• crédit bancaire: textile, tourisme, métallurgie… Les secteurs mal servis

    Publié le: 31 octobre 2018

    Des secteurs importants de l’économie marocaine, pourvoyeurs de devises et assurant un nombre important d’emplois, affichent à fin septembre 2018 un encours de crédits bancaires qui évolue défavorablement et dont le poids est insignifiant. Ralentissement économique, activités « blacklistées » par les banques, difficultés de certains opérateurs, niveau d’impayés accumulés… Les raisons sont multiples et complexes.

    Comme annoncé mardi 30 octobre, le crédit bancaire évolue toujours timidement avec une croissance de 2,5% à fin septembre par rapport à la même période en 2017, soit un encours de 851,4 milliards de DH.

    Le plus marquant est la quasi stagnation des prêts aux entreprises privées (+1,1%) alors que la croissance des financements aux entreprises publiques est toujours forte (+11%).

    Toutefois, certains secteurs se portent mieux que d’autres, selon la ventilation du crédit bancaire par branche d’activité, actualisée par Bank Al-Maghrib à fin septembre. Cette ventilation ne permet malheureusement pas de distinguer entre privé et public, mais elle permet tout de même de fournir de précieux renseignements.

    Ainsi, les crédits au secteur primaire (agriculture et pêche) évoluent plus vite que l’encours global: +14,6%, à 34,8 milliards de DH. Une forte croissance qui cache une baisse de 13% des crédits de trésorerie et une envolée de 48% des prêts à l’équipement du secteur qui montent à 19,1 milliards de DH.

    Le secteur secondaire fait également mieux que le marché global du crédit: +4,1% à 249 milliards de DH. Toutefois, il cache des évolutions disparates en fonction des branches d’activités.

    Les prêts aux industries extractives augmentent fortement: +16,8%, à 17 milliards de DH, portés par les crédits d’investissement qui augmentent de 30% et qui représentent l’essentiel de l’encours de cette branche.

    Le financement des industries manufacturières évolue favorablement aussi: +7,2%, à 88,2 milliards de DH.

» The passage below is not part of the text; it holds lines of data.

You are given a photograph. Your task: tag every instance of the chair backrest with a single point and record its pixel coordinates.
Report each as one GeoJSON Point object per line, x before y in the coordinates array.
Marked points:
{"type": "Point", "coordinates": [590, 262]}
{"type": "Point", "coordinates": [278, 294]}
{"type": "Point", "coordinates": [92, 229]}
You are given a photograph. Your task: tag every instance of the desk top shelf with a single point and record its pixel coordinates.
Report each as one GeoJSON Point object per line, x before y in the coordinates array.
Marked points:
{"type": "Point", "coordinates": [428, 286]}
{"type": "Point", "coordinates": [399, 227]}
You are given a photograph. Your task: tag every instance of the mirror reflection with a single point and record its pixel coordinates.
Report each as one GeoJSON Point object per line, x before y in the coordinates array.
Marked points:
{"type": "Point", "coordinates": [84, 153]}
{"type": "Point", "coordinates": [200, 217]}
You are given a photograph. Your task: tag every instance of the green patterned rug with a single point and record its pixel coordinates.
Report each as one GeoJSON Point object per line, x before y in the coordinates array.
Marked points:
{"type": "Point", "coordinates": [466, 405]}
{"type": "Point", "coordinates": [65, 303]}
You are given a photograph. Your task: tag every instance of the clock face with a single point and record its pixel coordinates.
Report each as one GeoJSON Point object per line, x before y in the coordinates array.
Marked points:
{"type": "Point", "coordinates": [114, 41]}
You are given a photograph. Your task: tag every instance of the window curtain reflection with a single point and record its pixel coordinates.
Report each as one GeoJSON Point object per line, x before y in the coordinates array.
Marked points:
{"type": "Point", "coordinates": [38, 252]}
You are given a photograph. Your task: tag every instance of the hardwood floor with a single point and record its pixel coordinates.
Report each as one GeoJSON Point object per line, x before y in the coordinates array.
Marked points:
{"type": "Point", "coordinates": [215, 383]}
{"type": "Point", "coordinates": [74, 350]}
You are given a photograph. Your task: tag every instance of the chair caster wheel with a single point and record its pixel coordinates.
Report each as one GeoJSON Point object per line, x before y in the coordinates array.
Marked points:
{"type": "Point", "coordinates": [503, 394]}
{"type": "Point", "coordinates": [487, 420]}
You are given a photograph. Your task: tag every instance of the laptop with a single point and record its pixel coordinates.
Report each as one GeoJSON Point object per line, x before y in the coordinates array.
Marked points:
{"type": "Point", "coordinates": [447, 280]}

    Notons toutefois la baisse des crédits aux industries textiles et habillement: -1%, à 6 milliards de DH. Une évolution incompréhensible et un niveau d’encours ridiculement bas compte tenu du poids et des performances de cette activité dans l’économie marocaine, notamment à l’export. Il faut dire que le secteur est «blacklisté» par les banques en raison de l’informel, des impayés et des fermetures d’unités qui l’ont marqué durant des années.

    De même, les prêts aux industries métallurgiques, mécaniques, électriques et électroniques font du surplace, à 19 milliards de DH. Une stagnation qui intervient alors que des fleurons de la construction métallique lourde sont en difficultés: Stroc, Buzzichelli, DLM.

    Les autres activités de l’industrie manufacturière se portent mieux: l’alimentaire et tabac voit ses financements croître de 14%, à 32 milliards de DH, grâce à une envolée des crédits de trésorerie qui a compensé la baisse des crédits à l’équipement.

    Les industries chimiques font également mieux que le marché: +13,7%, à 11,5 milliards de DH. Aussi bien le financement de la trésorerie que de l’équipement évoluent favorablement.

    La branche électricité, gaz et eau a vu ses crédits baisser de 7,4%, à 47 milliards de DH en raison de la baisse des crédits de trésorerie et d’équipement.

    Enfin, le BTP confirme le début de reprise de ses activités: 97 milliards de DH de crédits, en hausse de 5,7%.

    Les prêts au secteur du commerce font du surplace

    Dans le secteur tertiaire, les crédits évoluent faiblement: +1,2%, à 566,7 milliards de DH. Et encore, ils sont portés par les prêts aux ménages qui constituent la moitié de l’encours et qui progressent de 3,5%. Autrement dit, les financements aux entreprises font du surplace voire reculent.

    En effet, les crédits des activités financières et du commerce stagnent respectivement à 121 milliards de DH et 55,6 milliards de DH.

    Pour sa part, le secteur des hôtels et restaurants affiche une baisse de 6%, à 15,5 milliards de DH. Comme pour le textile, cette évolution et ce niveau d’encours ne sont pas corrélés aux performances du secteur ces dernières années et à son poids en termes de recettes en devises. En fait, le secteur a toujours été considéré comme risqué par les banques, hormis quelques opérateurs structurés qui accèdent au financement bancaire.

    Enfin, le secteur des transports et communications voit ses crédits augmenter de 4,7%, à 40,5 milliards de DH, portés principalement par l’investissement.